Y de repente, de la punta de esos Steve Madden, se traslada a la cafetería de la universidad, con la cabeza apoyada en las manos y la nariz hundida en el café con leche y confusión.
–Ostia, que me llevaré tantos años con mi hermano como los que me llevo con mi madre. Mis padre están locos. ¡Joder! – Águeda no se tomaba nunca en serio a su madre con veintitrés años. De hecho ¿quién se toma a sus padres en serio a esa edad? Cuando mamá le dijo hace años que tendría otro hijo, Águeda la miró como si hubiera fumado un porro. Pensó que mamá tenía cosas así a veces, que con cuarenta y cuatro años ya iba cuesta abajo. Y sí, sería hermana mayor, así, sin avisar. ¡Qué responsabilidad! Podría ser la madre de su hermano.
Se llevaba veintitrés años con su madre, se llevaría veintiuno con su hermano. La cosa, en frio, daba un poco de miedo.
–Yo ya le he dicho a mi madre que si es suficiente mayor para tener un hijo, también lo es para entender que yo no cambio pañales ni hago de Mary Poppins.
Y aquí están, diez años más tarde, la perra, Gael y ella. Y no cambió ningún pañal, ni opositó a Mary Poppins del año, pero ahora parece que Gael siempre ha estado en sus vida.
–Aga, pásala! –y le sonríe, porque tiene una sonrisa de niño, de esas que enamoran y los veintitrés años que les separan no son nada: Águeda y Gael son iguales, excepto que él siempre tiene hambre. Ahora él se aparta un mechón de pelo de la cara y Águeda recuerda el café con leche y piensa que quizás no fue una locura.

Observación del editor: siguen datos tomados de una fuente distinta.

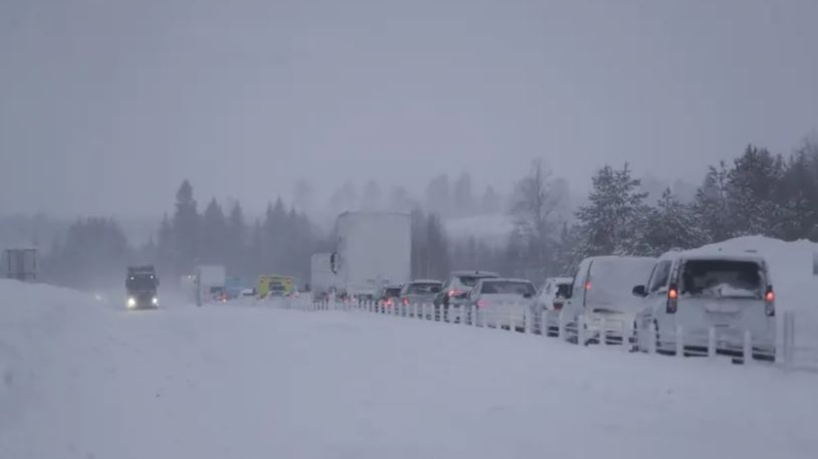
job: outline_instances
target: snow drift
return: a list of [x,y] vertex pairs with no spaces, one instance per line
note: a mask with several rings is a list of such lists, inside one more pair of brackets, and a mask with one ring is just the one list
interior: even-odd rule
[[12,382],[0,385],[0,457],[798,459],[818,450],[809,373],[366,313],[128,313],[9,283],[0,296],[4,349],[16,354]]

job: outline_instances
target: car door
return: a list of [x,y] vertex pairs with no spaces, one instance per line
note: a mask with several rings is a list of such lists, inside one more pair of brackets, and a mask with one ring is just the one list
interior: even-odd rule
[[592,258],[583,260],[579,264],[579,268],[577,269],[577,274],[573,276],[571,298],[565,302],[564,306],[569,320],[576,320],[577,317],[584,312],[582,305],[585,300],[585,283],[588,280],[588,271],[592,262]]
[[663,260],[656,264],[648,283],[645,285],[645,296],[643,299],[643,308],[639,314],[637,326],[640,330],[647,331],[654,326],[656,314],[660,314],[662,306],[667,301],[667,285],[673,267],[672,260]]

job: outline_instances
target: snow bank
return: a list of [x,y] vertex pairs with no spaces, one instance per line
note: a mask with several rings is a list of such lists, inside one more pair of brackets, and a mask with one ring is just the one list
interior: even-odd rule
[[514,229],[511,219],[506,215],[483,215],[466,218],[449,219],[444,221],[446,231],[454,238],[469,238],[490,243],[503,243]]
[[92,304],[72,290],[0,279],[0,430],[36,399],[38,369],[59,358],[54,336]]
[[366,313],[114,312],[59,290],[25,294],[34,302],[8,304],[0,323],[30,319],[29,334],[4,337],[36,396],[0,412],[0,457],[799,459],[818,448],[808,373]]

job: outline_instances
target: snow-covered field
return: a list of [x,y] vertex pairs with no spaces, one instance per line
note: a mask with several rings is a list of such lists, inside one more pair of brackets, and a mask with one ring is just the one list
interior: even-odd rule
[[818,457],[818,376],[0,282],[0,457]]

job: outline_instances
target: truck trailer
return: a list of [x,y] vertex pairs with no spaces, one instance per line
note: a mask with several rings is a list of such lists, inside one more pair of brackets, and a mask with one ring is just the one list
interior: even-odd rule
[[373,297],[411,273],[411,218],[406,212],[348,212],[338,216],[330,265],[341,294]]

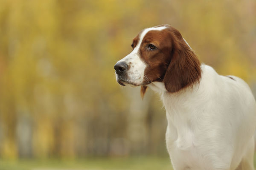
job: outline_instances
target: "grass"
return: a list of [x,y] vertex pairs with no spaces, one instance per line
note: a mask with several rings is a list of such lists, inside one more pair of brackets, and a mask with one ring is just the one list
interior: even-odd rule
[[0,160],[0,170],[172,170],[169,158],[87,158],[75,160]]

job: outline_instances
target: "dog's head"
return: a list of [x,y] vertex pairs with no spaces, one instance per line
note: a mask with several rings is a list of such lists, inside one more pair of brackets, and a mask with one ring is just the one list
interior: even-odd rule
[[146,28],[133,40],[132,51],[114,66],[122,85],[146,85],[163,82],[168,92],[175,92],[199,82],[200,62],[176,29],[167,25]]

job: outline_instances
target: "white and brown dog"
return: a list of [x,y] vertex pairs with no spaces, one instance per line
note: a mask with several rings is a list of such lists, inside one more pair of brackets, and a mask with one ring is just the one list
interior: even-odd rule
[[168,25],[144,29],[115,65],[121,85],[160,92],[174,169],[253,170],[256,102],[248,85],[201,64]]

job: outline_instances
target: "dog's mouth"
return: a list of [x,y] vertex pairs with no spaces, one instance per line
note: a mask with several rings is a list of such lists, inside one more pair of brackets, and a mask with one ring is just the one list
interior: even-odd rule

Y lo vuelve a mirar, se congela de frio y el vestido está lleno de pelos de perra. Han empezado a pincharle la hormona de crecimiento, como a Messi ¡qué honor! porque según parece a los niños con esa enfermedad les va bien, porque no crecen. Y ¡cómo ha crecido! Está en ese punto preadolescente que la nariz le empieza a crecer y los rasgos se afean. Si mira las fotos de hace un año, ha pasado de ser un bebé entrañable a un impertinente de su edad. Y se le acerca y lo abraza porque se da cuenta que el tiempo pasa, y no volverá a ser un niño otra vez.
–Aga, ¡déjame! –realmente era un niño de diez años, dejaba el nido de su superheroína , para hacer las cosas de niño de diez años. Y mira y piensa que hay días que lo estrangularía, pero en el fondo es adorable.
–Va, vamos a cenar –y es decir la palabras mágicas y él deja la pelota, tira la portería al suelo y entra como un cohete a casa. Y cuando Águeda traspasa la puerta, él ya está en la mesa, riendo y moviéndose nervioso. Porque por fin puede comer. Por fin todos pueden comer.